Gamble: As far as the other proposed rules for Meaningful Use, Stage 2, what were your thoughts on those? Were they pretty much what you expected?
Van Pelt: Yeah by and large, they are what we expected. We’re obviously anxious to see what the Supreme Court does with their ruling in June and what that downstream impact could be. But we’ll wait with baited breath for the June decision from the Supreme Court and then the Stage 2 Final Regs in July, and have to put both of those data points together to see what we do with it.
I think we’re pretty well-positioned. We’ve still got some challenges, specific items like we just talked about, with the PHR threshold, we’re going to have to take some different tactics to make sure that we hit that metric if it doesn’t change. I’m not sure if you need to go to tactical moves like incentivizing financially a patient to have to log in that one time or do a specific set of actions; I’m not certain what levers you’ll have to pull to get that, but I’m certain we’re going to have to do something different to make that happen.
The rest of the metrics, CPOE adoption and all those types of matters – here again, I think they look fine. We’re not too concerned about it. There will still be some work. Then the ongoing, continuing thing I think everybody’s struggling with it, are the quality indicators and quality reporting guidelines, since they’re still not well-coordinated. CMS, state reporting and specific quality initiatives, either at the state or federal level, they all seem to be on divergent paths with respect to what those quality metrics are. They were promised to be coordinated by Stage 2, but it doesn’t appear that they have been.

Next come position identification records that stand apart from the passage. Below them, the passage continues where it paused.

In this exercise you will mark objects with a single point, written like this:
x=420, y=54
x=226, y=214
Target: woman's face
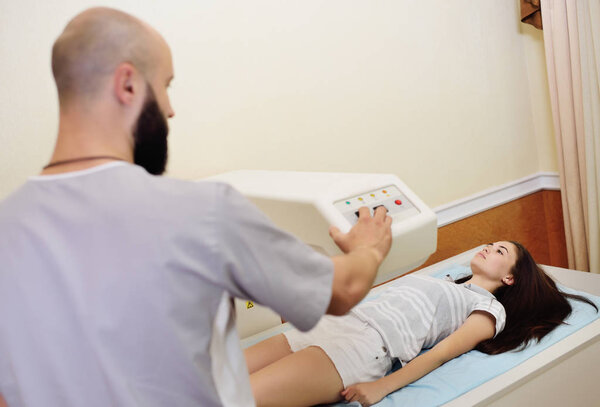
x=495, y=261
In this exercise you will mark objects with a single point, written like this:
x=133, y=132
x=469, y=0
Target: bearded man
x=116, y=282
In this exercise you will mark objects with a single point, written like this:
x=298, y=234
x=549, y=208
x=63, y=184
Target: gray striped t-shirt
x=417, y=312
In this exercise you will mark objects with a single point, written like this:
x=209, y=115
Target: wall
x=450, y=96
x=534, y=220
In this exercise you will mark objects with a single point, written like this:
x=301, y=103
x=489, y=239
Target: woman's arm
x=478, y=327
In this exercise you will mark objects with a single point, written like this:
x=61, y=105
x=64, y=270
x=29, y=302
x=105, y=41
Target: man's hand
x=366, y=394
x=369, y=232
x=365, y=246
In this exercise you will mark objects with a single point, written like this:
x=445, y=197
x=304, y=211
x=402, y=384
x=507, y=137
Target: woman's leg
x=303, y=378
x=266, y=352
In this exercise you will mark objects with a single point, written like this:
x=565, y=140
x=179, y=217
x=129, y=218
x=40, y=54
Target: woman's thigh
x=303, y=378
x=266, y=352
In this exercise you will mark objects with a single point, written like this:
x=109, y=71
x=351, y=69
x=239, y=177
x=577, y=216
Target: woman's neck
x=484, y=283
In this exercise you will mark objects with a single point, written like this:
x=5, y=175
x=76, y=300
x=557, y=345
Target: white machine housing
x=307, y=203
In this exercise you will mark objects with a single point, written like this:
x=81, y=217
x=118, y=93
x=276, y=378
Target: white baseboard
x=496, y=196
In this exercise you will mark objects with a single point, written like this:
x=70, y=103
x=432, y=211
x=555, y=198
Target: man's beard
x=150, y=148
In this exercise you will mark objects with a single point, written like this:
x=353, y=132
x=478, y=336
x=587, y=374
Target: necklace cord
x=74, y=160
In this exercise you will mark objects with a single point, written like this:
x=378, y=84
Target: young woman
x=507, y=302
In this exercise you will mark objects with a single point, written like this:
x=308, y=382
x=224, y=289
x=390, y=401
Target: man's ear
x=126, y=82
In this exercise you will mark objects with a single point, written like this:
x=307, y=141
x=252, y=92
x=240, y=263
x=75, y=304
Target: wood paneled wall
x=534, y=220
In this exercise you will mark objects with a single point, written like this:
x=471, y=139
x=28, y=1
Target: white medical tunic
x=115, y=284
x=419, y=311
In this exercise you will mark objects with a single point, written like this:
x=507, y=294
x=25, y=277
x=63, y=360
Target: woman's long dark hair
x=534, y=305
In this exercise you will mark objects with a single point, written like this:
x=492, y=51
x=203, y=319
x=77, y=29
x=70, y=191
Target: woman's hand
x=366, y=394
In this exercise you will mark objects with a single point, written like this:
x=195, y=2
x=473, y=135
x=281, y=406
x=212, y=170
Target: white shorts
x=355, y=348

Gamble: Right. That’s another topic we’re hearing a lot about. Actually I should ask, how are you positioned as far as Stage 1? Have you attested yet?

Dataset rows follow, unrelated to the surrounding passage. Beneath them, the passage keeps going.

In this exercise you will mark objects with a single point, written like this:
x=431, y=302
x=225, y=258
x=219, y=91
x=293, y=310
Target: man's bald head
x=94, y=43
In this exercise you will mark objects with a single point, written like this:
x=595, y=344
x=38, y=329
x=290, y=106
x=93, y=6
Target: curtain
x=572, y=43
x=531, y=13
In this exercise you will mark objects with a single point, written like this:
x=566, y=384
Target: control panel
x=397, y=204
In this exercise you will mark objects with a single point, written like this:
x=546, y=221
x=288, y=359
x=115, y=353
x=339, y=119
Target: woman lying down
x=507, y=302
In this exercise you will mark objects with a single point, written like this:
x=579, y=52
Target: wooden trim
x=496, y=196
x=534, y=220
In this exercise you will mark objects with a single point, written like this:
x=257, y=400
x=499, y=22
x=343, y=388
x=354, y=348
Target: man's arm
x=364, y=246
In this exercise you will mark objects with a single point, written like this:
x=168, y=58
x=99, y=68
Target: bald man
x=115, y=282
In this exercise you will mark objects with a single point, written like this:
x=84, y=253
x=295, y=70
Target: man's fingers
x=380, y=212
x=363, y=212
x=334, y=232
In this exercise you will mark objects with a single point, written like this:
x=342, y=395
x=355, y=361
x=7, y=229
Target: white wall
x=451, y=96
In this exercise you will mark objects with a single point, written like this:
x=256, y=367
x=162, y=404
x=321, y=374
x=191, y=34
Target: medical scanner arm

Van Pelt: Yes, we attested all of our facilities. I think I might have one or two of the non-Cerner hospitals that are yet to attest. They ran into a couple of hiccups in Q1 that lagged their data collection process, but we’ve got a line of sight on the remaining couple that need to do that. We’ve taken down monies from the Fed and the state, both on Medicaid and the CMS Medicare program.
Gamble: So you’re in a pretty good position. What you brought up with quality reporting is interesting because I just spoke to a CIO who said that if she could do Meaningful Usage Stage 1 all over again, she would have taken care of that first, that it proved to be more of a challenge than she anticipated.
Van Pelt: Yes, definitely. Definitely it was. We didn’t do it last or first. We kind of took it all at once, but that became operationally one of the harder matters to have to solve for, because the quality reporting touched so many things. Some of that requested reporting is either not automated or they’ve messed with too many of the numerators and denominators of reporting that we are already doing, and that ended up causing us to, in some cases, create 3 or 4 different versions of a report we are already doing, if that makes sense. We had to extract specific populations. If we were surveying all of our patients, they only wanted 65 and over, so there’s a duplicate there. The quality departments in a lot of the hospitals are really going to struggle. They struggled in Stage 1, probably some are still struggling with Stage 1. But then Stage 2 becomes even that much more difficult.
Each physician specialty has their own registry reporting requirements, which seem to be on steroids right now with respect to growth. I’ve got a couple of specialists that are maybe up to 10 or 12 registries just for one specialty that they want to participate in. So there again, it’s a data capture and quality reporting initiative which is all ‘mom and apple pie, let’s do that’ but that is definitely an overwhelming topic, I would think, for any CIO in any health system at this point.